AI Tools in Hiring

Recruiters and Hiring Managers increasingly use Artificial Intelligence tools to find new employees. Different platforms offer AI solutions at various stages of the hiring process. Many of them claim to make the hiring process more effective, cost- and time-efficient, and at the same timeless biased than traditional hiring methods. Critics see the risk that AI and Algorithms can exacerbate existing biases and introduce new ones.

Use of AI tools throughout the hiring process

To understand the challenges and risks involved, it helps to divide the hiring process in different stages, at which different AI tools are used. It can roughly be split up in three sections: sourcing, screening, and selection. The different categories overlap somewhat, as sourcing can contain screenings/assessments to filter out unsuitable candidates, and the selection phase continues to assess to see whether the chosen candidate should actually be employed.

To separate the different phases, we define sourcing for any job-related activities before the actual application. The screening/assessment phase happens after the candidates have actually applied and before they are selected. In the selection phase, the candidate is taken out of the candidate pool and any further assessment is only used after they are already chosen.

Graphic inspired by the Hiring Funnel used in Miranda Bogen and Aaron Rieke, 2018, HELP WANTED. An Examination of Hiring Algorithms, Equity and Bias (2018)

Sourcing

During the sourcing phase recruiters try to find and target the right candidates. It is especially useful in jobs where it is hard to find job seekers with the necessary qualifications and the demand is higher than the supply of potential candidates.

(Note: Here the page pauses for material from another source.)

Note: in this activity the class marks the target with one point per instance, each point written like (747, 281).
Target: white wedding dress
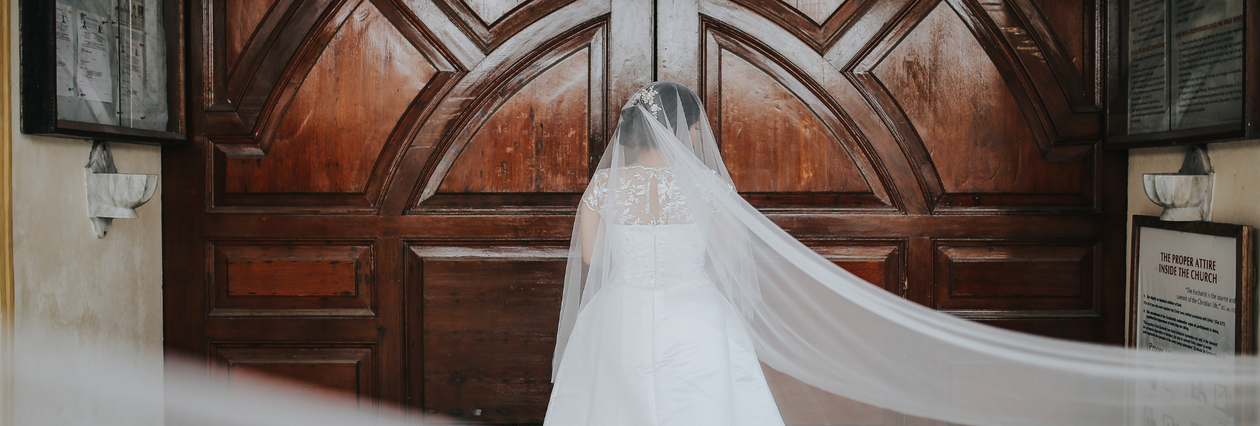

Sourcing with the help of AI includes writing a job post, digital advertising, and matching systems. Specialized AI tools help with each of these tasks. AI using language analysis can detect which kind of language appeals to what audience in a job post, microtargeting such as behavioral targeting can be used to place the job ad at strategic places like specific social media, or specialized job aggregate websites. Filtering and matching algorithms can sort through large masses of data and explore multiple different resources to bring together the right groups of candidates with the right employer. Predictive algorithm and machine learning are part of the sourcing process to figure out the desired candidates.

Screening

The screening or assessment phase mostly serves to narrow down a pool of candidates after assessing their job-related qualifications. It is especially useful in scenarios where there is a large candidate pool and human recruiters do not have enough time to go through all of the applications.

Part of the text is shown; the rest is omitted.